Standing in the kitchen of Vij's -- an Indian restaurant in Vancouver, British Columbia, that's been hailed as one of the finest in North America -- is an unusual and mouth-watering privilege.
At least it was, until some of the newest ingredients showed up.
One of those ingredients is crickets -- little eyeballs, legs and all -- especially yucky when you look at them really close up.
But not yucky to eat, according to Meeru Dhalwala, the restaurant's co-owner and chef. She says that not only do they taste good, they're good for the environment.
"Raising bugs for human consumption is environmentally much, much friendlier than raising cattle, raising chicken, raising pigs," she said, adding that the bugs aren't a replacement for meat, but a supplement.
"I'm not going to be up here and say, you know, that this cricket tastes better than the beef tenderloin that I serve," she said.
Her husband, Vij, the man with the name on the restaurant, says, "Bugs are in."
Nightline visited the restaurant when the crickets were on the menu for the first time. Vij Dhalwala says that diners just need time to get used to the idea.
"Mutton kabobs were the same way," he explained. "People were like, Oh, mutton, I've never eaten mutton. We were the first ones to do it. I don't do it for the fear factor, I do it for the taste factor."
Still…bugs?
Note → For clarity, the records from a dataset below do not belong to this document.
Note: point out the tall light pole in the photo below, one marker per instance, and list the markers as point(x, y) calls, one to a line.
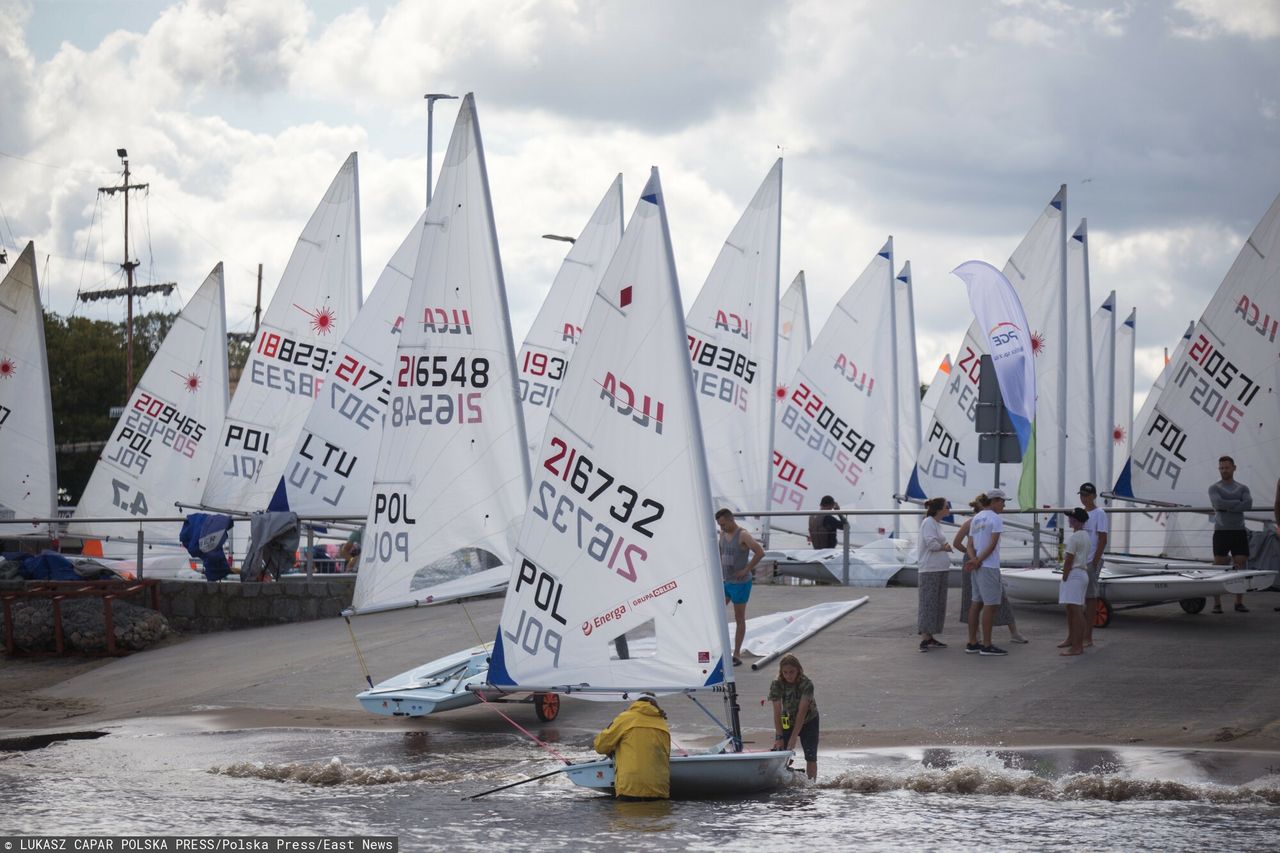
point(430, 109)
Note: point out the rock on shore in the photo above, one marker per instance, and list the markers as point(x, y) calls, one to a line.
point(85, 625)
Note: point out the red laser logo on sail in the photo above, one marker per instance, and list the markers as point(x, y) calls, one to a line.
point(191, 382)
point(321, 319)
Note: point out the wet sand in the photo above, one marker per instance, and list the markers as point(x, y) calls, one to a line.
point(1156, 678)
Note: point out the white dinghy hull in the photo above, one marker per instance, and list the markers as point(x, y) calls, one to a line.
point(1041, 584)
point(438, 685)
point(871, 565)
point(702, 775)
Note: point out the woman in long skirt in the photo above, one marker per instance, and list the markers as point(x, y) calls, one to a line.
point(1005, 612)
point(932, 556)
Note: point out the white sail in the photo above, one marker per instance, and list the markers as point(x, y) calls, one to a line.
point(950, 465)
point(551, 340)
point(1223, 397)
point(1084, 445)
point(330, 470)
point(1146, 532)
point(835, 434)
point(794, 338)
point(929, 464)
point(732, 346)
point(617, 541)
point(28, 487)
point(452, 469)
point(163, 445)
point(933, 393)
point(1105, 389)
point(296, 346)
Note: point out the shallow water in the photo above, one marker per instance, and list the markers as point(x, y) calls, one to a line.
point(411, 784)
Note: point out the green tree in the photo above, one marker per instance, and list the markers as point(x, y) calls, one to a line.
point(86, 378)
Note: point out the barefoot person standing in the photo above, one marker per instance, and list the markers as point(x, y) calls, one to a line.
point(1230, 501)
point(1074, 582)
point(988, 587)
point(735, 544)
point(1098, 530)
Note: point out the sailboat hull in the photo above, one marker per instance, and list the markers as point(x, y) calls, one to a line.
point(1042, 584)
point(700, 776)
point(438, 685)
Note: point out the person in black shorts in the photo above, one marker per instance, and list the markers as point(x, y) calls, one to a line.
point(795, 712)
point(1230, 501)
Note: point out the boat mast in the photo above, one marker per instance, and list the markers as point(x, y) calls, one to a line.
point(128, 267)
point(1061, 336)
point(896, 414)
point(1092, 438)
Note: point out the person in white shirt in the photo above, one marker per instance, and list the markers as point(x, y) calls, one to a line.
point(933, 557)
point(983, 551)
point(1075, 578)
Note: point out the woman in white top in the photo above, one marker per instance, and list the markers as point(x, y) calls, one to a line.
point(1075, 578)
point(933, 557)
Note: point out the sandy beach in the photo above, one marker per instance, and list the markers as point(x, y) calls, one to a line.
point(1156, 678)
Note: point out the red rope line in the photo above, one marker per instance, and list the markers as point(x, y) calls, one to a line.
point(526, 731)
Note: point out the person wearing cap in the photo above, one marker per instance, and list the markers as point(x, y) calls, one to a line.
point(1098, 530)
point(1075, 579)
point(1005, 612)
point(1230, 501)
point(822, 528)
point(639, 740)
point(983, 550)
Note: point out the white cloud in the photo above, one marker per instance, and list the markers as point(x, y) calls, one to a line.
point(908, 119)
point(1253, 19)
point(1025, 31)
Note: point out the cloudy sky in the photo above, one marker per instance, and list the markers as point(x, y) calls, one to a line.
point(945, 124)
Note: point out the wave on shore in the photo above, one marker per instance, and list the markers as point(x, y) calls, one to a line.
point(329, 774)
point(1074, 787)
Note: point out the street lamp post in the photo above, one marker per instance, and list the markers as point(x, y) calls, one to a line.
point(430, 109)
Why bugs?
"These crickets happen to be way, way higher in iron than beef, chicken, pork, anything," said Meeru. "Much higher in iron. Much higher in calcium. They've got a fantastic amount of protein in them. Super low-fat."
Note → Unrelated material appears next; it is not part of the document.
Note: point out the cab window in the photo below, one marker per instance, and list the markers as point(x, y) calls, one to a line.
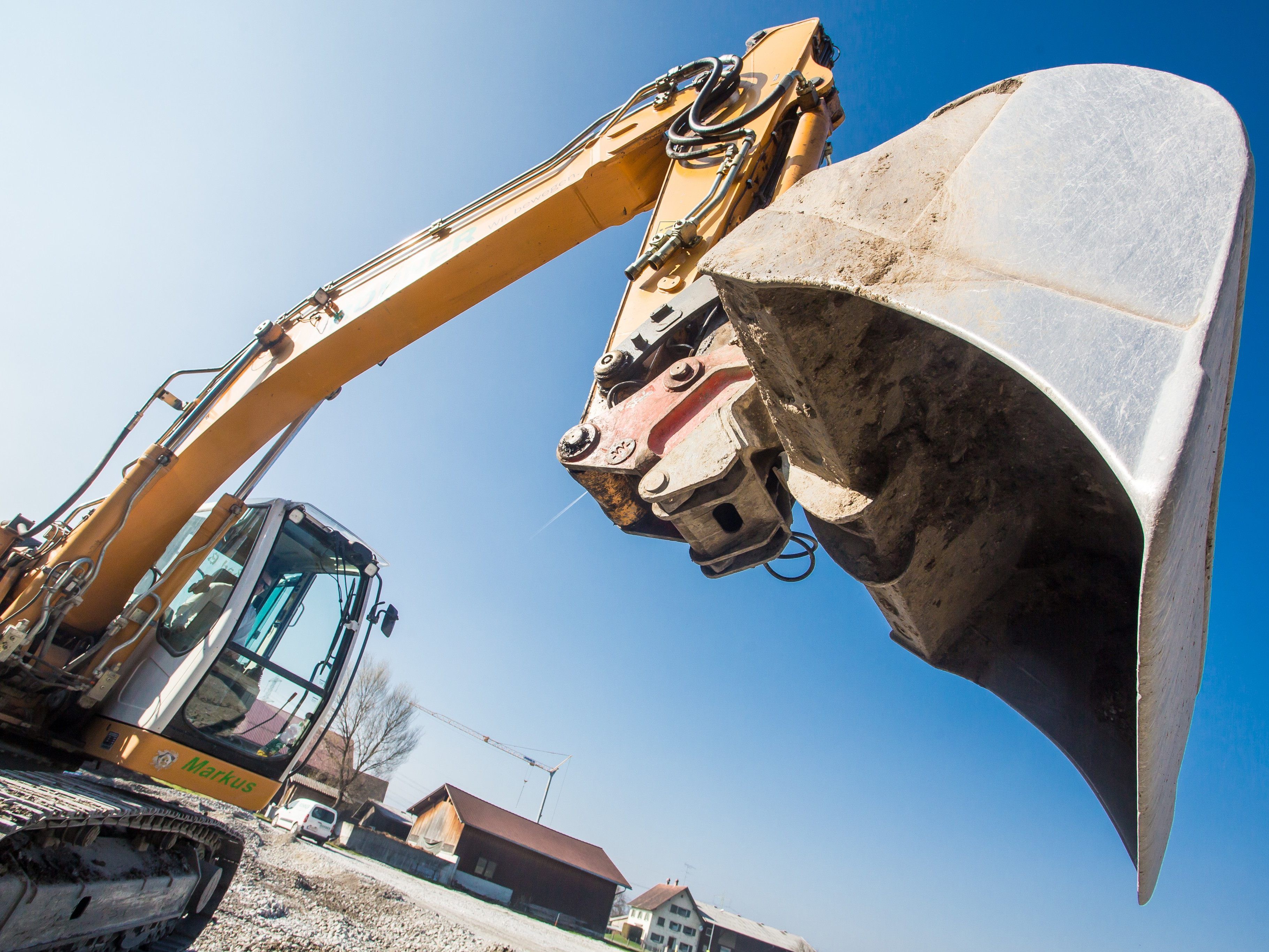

And she says they're not as weird as you might think -- no more strange than prawns, for instance -- which is why fancy restaurants around the world are buying into bugs.
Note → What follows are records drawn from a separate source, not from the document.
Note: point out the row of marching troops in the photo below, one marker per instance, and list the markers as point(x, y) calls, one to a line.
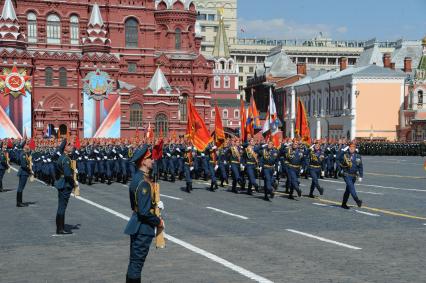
point(246, 164)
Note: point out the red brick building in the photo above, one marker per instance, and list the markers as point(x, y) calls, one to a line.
point(59, 43)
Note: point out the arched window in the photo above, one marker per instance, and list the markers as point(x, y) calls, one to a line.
point(135, 115)
point(63, 77)
point(74, 27)
point(178, 43)
point(53, 29)
point(132, 33)
point(161, 124)
point(48, 76)
point(183, 107)
point(32, 27)
point(217, 82)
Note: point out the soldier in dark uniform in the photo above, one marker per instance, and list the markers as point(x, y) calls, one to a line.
point(351, 164)
point(141, 226)
point(25, 171)
point(315, 159)
point(65, 184)
point(4, 164)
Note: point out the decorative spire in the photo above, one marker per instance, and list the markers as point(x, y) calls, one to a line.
point(221, 47)
point(96, 17)
point(159, 82)
point(10, 34)
point(97, 40)
point(8, 11)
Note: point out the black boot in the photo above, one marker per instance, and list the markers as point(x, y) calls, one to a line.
point(19, 202)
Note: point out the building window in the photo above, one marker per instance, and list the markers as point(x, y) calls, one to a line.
point(227, 82)
point(217, 82)
point(32, 27)
point(48, 76)
point(161, 124)
point(135, 115)
point(131, 33)
point(74, 30)
point(178, 43)
point(53, 29)
point(131, 67)
point(63, 77)
point(183, 108)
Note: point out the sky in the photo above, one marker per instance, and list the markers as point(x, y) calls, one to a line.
point(337, 19)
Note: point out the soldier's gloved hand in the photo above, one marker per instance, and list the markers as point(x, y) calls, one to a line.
point(160, 205)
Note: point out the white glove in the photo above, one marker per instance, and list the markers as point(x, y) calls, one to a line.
point(160, 205)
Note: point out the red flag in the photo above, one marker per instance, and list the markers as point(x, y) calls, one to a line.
point(32, 144)
point(302, 125)
point(243, 133)
point(219, 132)
point(196, 129)
point(157, 151)
point(77, 142)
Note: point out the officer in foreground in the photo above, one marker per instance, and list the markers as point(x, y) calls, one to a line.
point(142, 223)
point(65, 184)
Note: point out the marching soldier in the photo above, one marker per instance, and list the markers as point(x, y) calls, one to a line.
point(65, 184)
point(4, 164)
point(141, 226)
point(251, 162)
point(351, 164)
point(25, 171)
point(316, 168)
point(295, 158)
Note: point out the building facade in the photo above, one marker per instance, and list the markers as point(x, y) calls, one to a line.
point(99, 65)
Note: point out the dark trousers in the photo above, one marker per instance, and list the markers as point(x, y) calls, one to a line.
point(139, 248)
point(350, 188)
point(1, 178)
point(314, 173)
point(63, 198)
point(22, 182)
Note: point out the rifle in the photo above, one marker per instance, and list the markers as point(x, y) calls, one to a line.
point(160, 242)
point(76, 189)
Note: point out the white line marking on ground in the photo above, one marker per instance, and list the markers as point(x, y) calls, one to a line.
point(366, 213)
point(323, 239)
point(377, 186)
point(166, 196)
point(320, 204)
point(192, 248)
point(228, 213)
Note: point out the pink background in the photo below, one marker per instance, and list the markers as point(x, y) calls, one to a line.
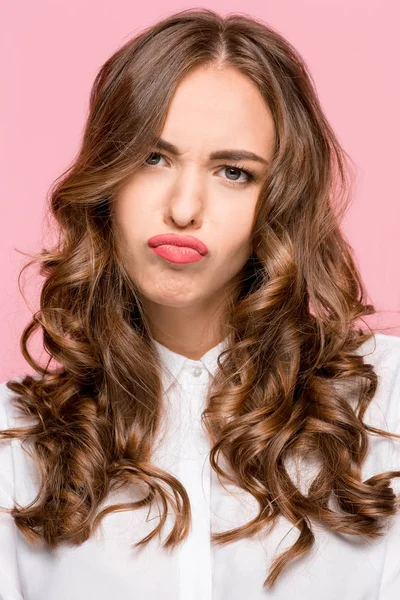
point(51, 51)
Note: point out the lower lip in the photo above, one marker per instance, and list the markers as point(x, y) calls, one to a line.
point(178, 254)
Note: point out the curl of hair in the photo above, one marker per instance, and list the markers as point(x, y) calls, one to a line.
point(292, 314)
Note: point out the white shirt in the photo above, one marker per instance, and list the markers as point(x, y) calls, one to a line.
point(107, 566)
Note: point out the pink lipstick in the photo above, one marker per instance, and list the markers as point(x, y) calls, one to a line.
point(178, 248)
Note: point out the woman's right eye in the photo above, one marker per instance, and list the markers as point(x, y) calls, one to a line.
point(152, 155)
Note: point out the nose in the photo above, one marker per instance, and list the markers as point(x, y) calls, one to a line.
point(188, 197)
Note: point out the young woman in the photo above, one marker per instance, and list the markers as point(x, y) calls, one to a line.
point(215, 424)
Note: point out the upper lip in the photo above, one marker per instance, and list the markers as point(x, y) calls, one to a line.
point(178, 240)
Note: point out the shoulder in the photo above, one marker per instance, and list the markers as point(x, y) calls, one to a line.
point(383, 352)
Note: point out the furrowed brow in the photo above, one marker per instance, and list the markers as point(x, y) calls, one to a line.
point(234, 155)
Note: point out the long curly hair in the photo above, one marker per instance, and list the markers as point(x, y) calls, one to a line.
point(292, 314)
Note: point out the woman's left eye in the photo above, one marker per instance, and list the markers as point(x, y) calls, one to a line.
point(249, 175)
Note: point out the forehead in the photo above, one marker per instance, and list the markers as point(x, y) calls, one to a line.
point(219, 107)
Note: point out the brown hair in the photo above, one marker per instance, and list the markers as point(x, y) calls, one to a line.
point(292, 316)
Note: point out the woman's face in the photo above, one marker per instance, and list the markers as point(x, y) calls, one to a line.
point(194, 194)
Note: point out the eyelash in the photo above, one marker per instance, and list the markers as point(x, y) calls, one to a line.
point(249, 174)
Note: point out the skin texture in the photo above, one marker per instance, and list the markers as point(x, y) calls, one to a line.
point(212, 109)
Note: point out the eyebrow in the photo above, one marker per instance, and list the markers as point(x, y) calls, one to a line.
point(219, 154)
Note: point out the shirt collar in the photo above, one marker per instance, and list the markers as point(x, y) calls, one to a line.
point(173, 363)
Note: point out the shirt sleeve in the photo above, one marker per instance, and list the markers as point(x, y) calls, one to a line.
point(10, 585)
point(390, 584)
"Like Chex cereal," Meeru said.
But they won't look like bugs when they hit the dinner table. After a swift ride in the blender, they're rolled up, mixed with spices, cooked a little more and served up as "cricket paranta."
The verdict from our taste test was an enthusiastic thumbs-up.
"You're getting the health and the taste," said Meeru.
But getting actual diners to try it -- people who waited in line for some of North America's finest Indian food -- well, that was a bit of a challenge.
When the dish was explained to her, one diner wanted some clarification about the crickets. "The things that move?" she asked.
When Vij confirmed, she said, "No, thank you."
Some other diners also declined to give the crickets a chance.
"Not for me," said one woman. "I think it's the thought of it more than the taste. Black bits. Smashed cricket, no."
To be fair, plenty of people did try it, and for the most part, actually enjoyed it. But in the world of big-time bug eating, crickets are for amateurs.
David Gordon, the author of such tasty reading treats as the "Eat-a-Bug Cookbook" and the "Complete Cockroach," specializes in the really big stuff, and he doesn't believe in disguising his bugs as normal food.
"I like to think of myself as the Martha Stewart of bug chefs," he said.
Gordon really likes eating bugs and cooked up an assortment of crickets, worms, grasshoppers, even scorpions for one wide-eyed group of children.